The last section of the book alternates between scenes from Nickel Academy in 1964 and later scenes from New York City ranging in time from 1968 to 2012. Among other things, we learn how impossible it is to transcend traumatic memories at Nickel, and how those experiences affected the boys’ subsequent lives. The Nickel boys, Whitehead writes, “could have been many things had they not been ruined by that place. Doctors who cure diseases or perform brain surgery, … [S]ure not all of them were geniuses … but they had been denied even the simple pleasure of being ordinary. Hobbled and handicapped before the race even began, never figuring out how to be normal.” The book ends with a jarring twist that that makes the book even more excruciating than it had seemed. If you’ve seen the new 2024 film version of the film, you may find the ending somewhat puzzling. But trust me, there is no ambiguity at all in the novel.

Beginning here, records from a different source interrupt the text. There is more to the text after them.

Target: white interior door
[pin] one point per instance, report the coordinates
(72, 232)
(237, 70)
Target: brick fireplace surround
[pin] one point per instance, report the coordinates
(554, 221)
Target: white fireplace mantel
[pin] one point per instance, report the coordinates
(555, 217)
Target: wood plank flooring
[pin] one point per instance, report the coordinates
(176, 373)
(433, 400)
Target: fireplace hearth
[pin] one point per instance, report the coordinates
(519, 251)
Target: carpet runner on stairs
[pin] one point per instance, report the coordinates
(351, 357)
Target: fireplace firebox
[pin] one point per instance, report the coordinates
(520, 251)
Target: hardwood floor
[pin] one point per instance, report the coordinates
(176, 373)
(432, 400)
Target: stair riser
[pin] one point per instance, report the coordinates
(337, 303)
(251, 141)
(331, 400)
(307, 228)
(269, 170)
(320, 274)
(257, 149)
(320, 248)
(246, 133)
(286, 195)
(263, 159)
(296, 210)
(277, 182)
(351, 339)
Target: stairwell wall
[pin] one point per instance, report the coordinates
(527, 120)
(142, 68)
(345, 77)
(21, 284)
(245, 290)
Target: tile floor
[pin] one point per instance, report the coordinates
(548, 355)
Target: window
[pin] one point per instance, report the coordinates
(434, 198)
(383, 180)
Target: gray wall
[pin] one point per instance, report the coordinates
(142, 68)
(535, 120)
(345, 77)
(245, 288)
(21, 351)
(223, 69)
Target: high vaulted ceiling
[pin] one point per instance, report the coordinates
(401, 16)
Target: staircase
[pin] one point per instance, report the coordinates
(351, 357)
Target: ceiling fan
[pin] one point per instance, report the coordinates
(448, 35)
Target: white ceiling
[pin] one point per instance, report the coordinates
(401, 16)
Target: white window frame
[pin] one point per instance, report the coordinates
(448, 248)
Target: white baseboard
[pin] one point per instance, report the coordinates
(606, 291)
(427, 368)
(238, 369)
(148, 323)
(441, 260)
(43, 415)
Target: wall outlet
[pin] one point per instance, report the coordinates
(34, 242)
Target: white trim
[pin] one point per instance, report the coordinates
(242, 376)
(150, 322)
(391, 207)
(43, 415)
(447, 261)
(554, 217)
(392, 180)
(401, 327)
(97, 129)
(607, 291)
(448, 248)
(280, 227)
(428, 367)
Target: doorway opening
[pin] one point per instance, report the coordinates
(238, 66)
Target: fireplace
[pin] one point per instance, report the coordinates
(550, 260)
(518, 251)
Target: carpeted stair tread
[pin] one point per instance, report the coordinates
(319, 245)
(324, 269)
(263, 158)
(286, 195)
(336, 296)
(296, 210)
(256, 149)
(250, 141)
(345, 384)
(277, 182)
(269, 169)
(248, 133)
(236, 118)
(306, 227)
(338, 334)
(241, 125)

In an NPR interview, Whitehead said when he first read of the Dozier school in 2014, “It dawned on me, if there’s one place like this, there’s dozens and dozens. And where are those places? And what happens to the kids afterward? And immediately, I felt like I wanted to write about it.” Indeed, there were such schools all over the South, and in his acknowledgements he includes books about institutions in Arkansas as well as other states. This is a historical novel with a good deal of contemporary relevance. Whitehead had wanted to begin another book, but felt compelled, after the resurgence of America’s racist underbelly in recent politics, to deal with this story: The “concentration camps on the border,” according to NPR, led Whitehead to conclude about the Dozier story, “This speaks to a larger culture of impunity.”
The Nickel Boys does not appear on any of the original lists I looked st when I was building my list, because it was simply to recent. But it won 2019’s Kirkus Prize, and was a finalist for the National Book Critics Circle Award. And, deservedly, it was named on Chicago Tribune’s, Entertainment Weekly’s and Time magazine’s “Best Novels of the Decade” for the 2010s. On the New York Times’ Reader’s choice list of the 100 Best Books of the 21st Century, it was ranked as number 37. It also won Whitehead his second Pulitzer Prize for fiction. And of course it is here as book number 97 (alphabetically) on my own list of the “100 Most Lovable Novels in the English Language.”